The Practical Path Forward
So what does this mean for the reader? First, understand that Nvidia's dominance is real but fragile. The company's competitive position is built on a tripod: process technology leadership (via TSMC), packaging capacity (via CoWoS), and software ecosystem (via CUDA). Any one of these legs could crack. The most likely crack is packaging, because it's the least visible and the most constrained.
Second, watch the hyperscalers. Their capital expenditure guidance is the leading indicator for Nvidia's revenue. If Microsoft, Google, Amazon, and Meta start pulling back on AI spending, Nvidia's growth narrative changes overnight. The May 2025 earnings report from Nvidia will be critical—it will show whether Blackwell shipments are meeting expectations and whether the data center growth story is sustainable.
Third, pay attention to the inference shift. As AI workloads move from training to inference, the competitive dynamics change. Inference is a more distributed workload, which means it's more amenable to specialized chips like Google's TPU and Amazon's Trainium. Nvidia's dominance in training doesn't automatically translate to dominance in inference. The company will need to adapt its product mix and pricing strategy, which will likely put downward pressure on margins.
Fourth, consider the geopolitical overlay. The US-China technology decoupling is accelerating. Nvidia's "de-China-ification" is a strategic retreat that reduces short-term risk but creates long-term competitive threats. Chinese AI chip makers, backed by the $47 billion National Semiconductor Fund, will continue to improve. Within 3-5 years, they could be credible alternatives for domestic Chinese demand, if not global demand.

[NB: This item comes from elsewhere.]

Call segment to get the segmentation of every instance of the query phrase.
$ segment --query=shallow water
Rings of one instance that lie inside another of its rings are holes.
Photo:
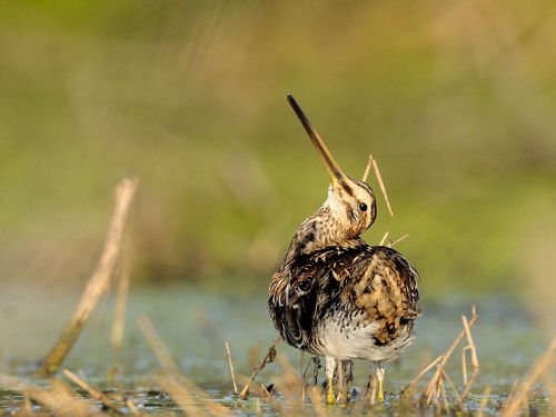
[[[54,344],[71,316],[79,295],[69,296],[53,289],[38,294],[23,287],[12,287],[6,288],[1,298],[2,371],[26,377],[33,369],[36,360],[43,357]],[[400,403],[396,393],[451,345],[463,329],[461,315],[469,317],[473,304],[477,305],[479,315],[479,321],[471,334],[477,347],[480,373],[466,406],[476,411],[485,389],[490,387],[484,411],[496,413],[513,384],[523,379],[535,358],[546,350],[549,342],[548,335],[538,329],[519,302],[503,297],[461,297],[425,302],[423,317],[418,321],[417,341],[399,360],[387,364],[387,401],[380,409],[387,414],[393,413]],[[289,407],[286,400],[280,405],[282,408],[277,410],[276,405],[241,401],[232,396],[225,341],[229,341],[241,388],[245,377],[251,374],[254,361],[265,355],[275,337],[262,291],[224,295],[185,286],[132,289],[128,299],[126,338],[119,353],[110,347],[113,299],[108,297],[95,312],[64,367],[80,371],[90,384],[99,388],[132,395],[146,410],[175,409],[171,399],[160,396],[160,387],[156,380],[160,366],[137,326],[137,320],[141,317],[147,317],[152,322],[186,377],[200,386],[216,403],[231,407],[237,414],[264,410],[271,415]],[[299,353],[284,344],[279,344],[277,350],[278,355],[286,356],[298,368]],[[446,368],[459,387],[460,356],[458,348]],[[308,360],[305,357],[306,364]],[[258,376],[256,384],[268,385],[282,374],[284,369],[279,364],[270,364]],[[312,370],[309,375],[312,375]],[[356,364],[354,387],[357,393],[363,391],[367,377],[368,365]],[[319,381],[322,379],[324,371],[320,371]],[[544,398],[543,393],[540,394],[540,398]],[[0,394],[0,406],[17,404],[17,398],[13,397],[19,394],[13,391]],[[540,399],[534,406],[536,411],[548,414],[549,405],[546,400]],[[356,413],[354,409],[346,410]]]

Finally, ask yourself: are you building on decentralized infrastructure or centralized convenience? If you're a developer, think about the long-term implications of locking into a single vendor's ecosystem. If you're an investor, think about the concentration risks in a supply chain that spans Taiwan, South Korea, and the United States. If you're a creator, think about who controls the means of AI production and what that means for your ability to own your work.
The Bridge We Need
Tracing the code back to the conscience behind it, I find that Nvidia's story is a mirror of our own ambitions and fears. We want AI to transform the world, but we want it to be safe, accessible, and equitable. We want technological progress, but we don't want to be locked into a single vendor's roadmap. We want decentralized control, but we're building on centralized infrastructure.
This tension isn't a problem to be solved. It's a condition to be managed. Nvidia will continue to dominate the AI chip market for the foreseeable future, but its dominance will be challenged from multiple directions: hyperscaler self-chips, AMD's competitive pressure, Chinese alternatives, and the fundamental shift from training to inference. The company's moat is deep, but it's not infinite.
The real question isn't whether Nvidia's stock is a buy or a sell. It's whether we're building the kind of AI infrastructure that serves humanity's collective interest or just the interest of a few corporations. We build bridges, not just blocks, between people. The bridge we need is one that connects technological capability with human flourishing, economic efficiency with social equity, and centralized excellence with decentralized resilience.
That bridge doesn't exist yet. But every line of code, every chip design, every capacity expansion is a brick in its foundation. The question is whether we're building the right bridge.